My favorite film director, France’s Jean Rollin, passed away on December 15th at the age of 72.
There are three types of people in the world: those who love Rollin, those who will eventually love Rollin once their eyes are opened, and those who just don’t matter.
When I first told Arleigh that Rollin had passed, he mentioned that the American director Blake Edwards had died as well. Oddly enough, I sometimes think of my favorite Rollin film — Night of the Hunted (which I reviewed on this site) — as being a rather grim, Grindhouse version of another one of my favorite films, Breakfast at Tiffany’s.

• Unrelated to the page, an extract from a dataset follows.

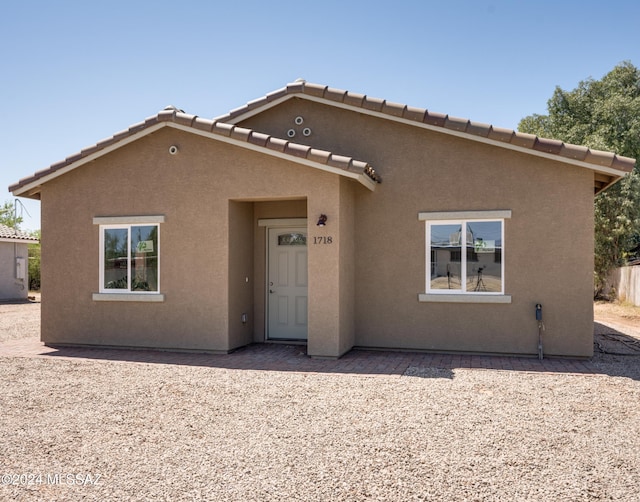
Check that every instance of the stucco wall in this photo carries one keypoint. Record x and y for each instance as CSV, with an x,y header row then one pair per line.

The main difference, of course, is that Edwards’ Holly Golightly is allowed to triumph at the end while Rollin’s version is destroyed by an embarrassed mainstream establishment. History, I think, has given us little room for doubt concerning which vision is closer to the truth.
In his best films (Night of the Hunted, The Living Dead Girl, Two Orphan Vampires, Requiem For A Vampire, The Grapes of Death, Fascination, Lost In New York, The Sidewalks of Bangkok, Shiver of the Vampires), Rollin proved himself to be a cinematic poet with an eye for dream-like imagery and a special skill for capturing the mysteries, ambiguities, and ultimate beauty of female friendship and sisterhood.